I feed trolls when I'm bored... Here's a quick rebuttal, since you've obviously pasted this from somewhere.
But, I'd like to tear it apart myself, because I'm bored...
If it can be demonstrated how to properly falsify evolution, regardless if evolution is true or not, only then can evolution ever be proven or disproved.
No, then it could be disproved. No theory can ever be "proved", only disproved.
That is the essence of falsification; if it can be shown that something is not false, it must therefore be true.
Except that to show that something is not false is as impossible as to show it is true.
No, all you can show is that a given method does not suffice to falsify something. Depending on how good the method is, you may gain considerable evidence for a theory in this way, but it doesn't "prove" anything.
If evolution be not true, the only explanation for the appearance of varied life on the planet is intelligent design.
That is a false dichotomy. It could have appeared purely randomly. It could have been the natural result of an equation we do not understand. It could be something else we haven't thought of.
Furthermore, this troll only attempts to disprove Darwinian evolution, which is not the only kind of evolution, any more than Christian Creationism is the only kind of Intelligent Design.

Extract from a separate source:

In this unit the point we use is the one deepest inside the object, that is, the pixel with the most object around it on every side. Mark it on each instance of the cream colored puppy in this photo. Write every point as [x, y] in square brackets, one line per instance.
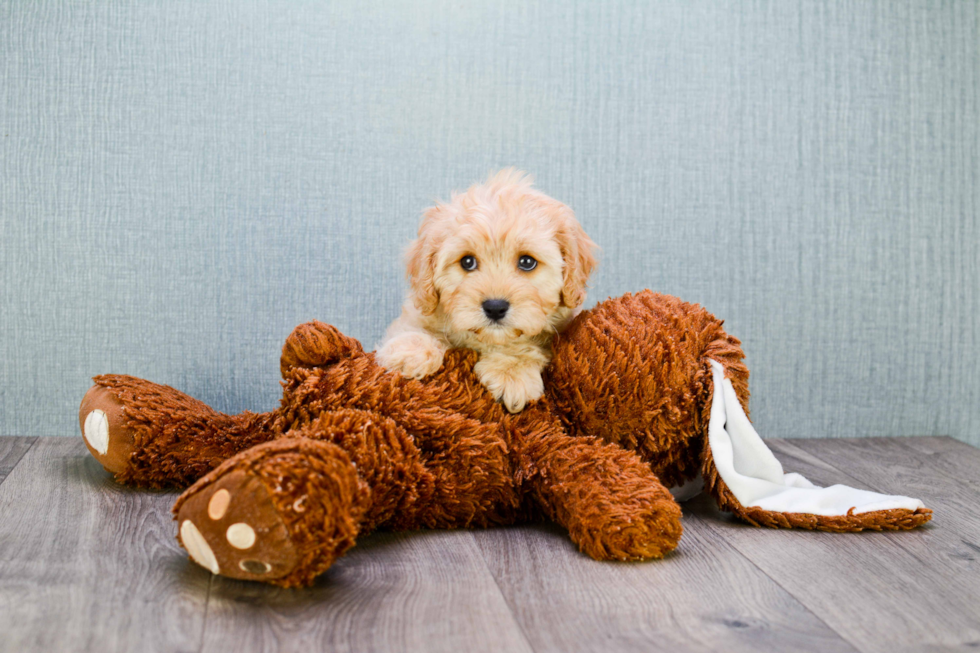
[499, 269]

If evolution theory is true, the word kind is a superficial label that does not exist, because beyond our classifications, there would be no clear identifiable division among animals or plants, since all plants and animals would therefore share a common ancestor.
"Common ancestor" is one kind of Evolution theory. And it certainly does not imply that there are no identifiable divisions -- for example, while many believe that life began in the ocean, and later evolved to survive on land, there is a clear distinction between a creature with gills and a creature with lungs, or even a creature with both.
If no such common ancestor can be found and confirmed without bias, and this test is performed between two or more of any plant or animal life without ever finding anything to the contrary, we can confirm with certainty evolution did not happen
Aren't Creationists always the ones claiming that just because you can't see a god, doesn't mean he's not there?
Well, just because we haven't found a common ancestor, doesn't mean there is no common ancestor. Unless you can demonstrate that no such common ancestor ever could have existed, there is no certainty there.
should any two animals or plants within a family (a palm tree and a coconut tree) be proven to not share a common ancestor, or if no provable increase of traits can be demonstrated to be in its beginnings or actively present in the animals and plants living today over their provable ancestry,
Should that be correct, it's possible you've found some problems with evolutionary theory. You haven't done that much.
Even should that be correct, all you've provided is absence of evidence. You've provided no evidence for your own hypothesis of creationism.
Now, there are significant problems with the Bible. There are profound inconsistencies, even in Genesis. There are mistranslations from the original Greek, and between that and the original Hebrew. Even if you can prove Intelligent Design, surely you have more evidence for your own origin story than I do for the Flying Spaghetti Monster?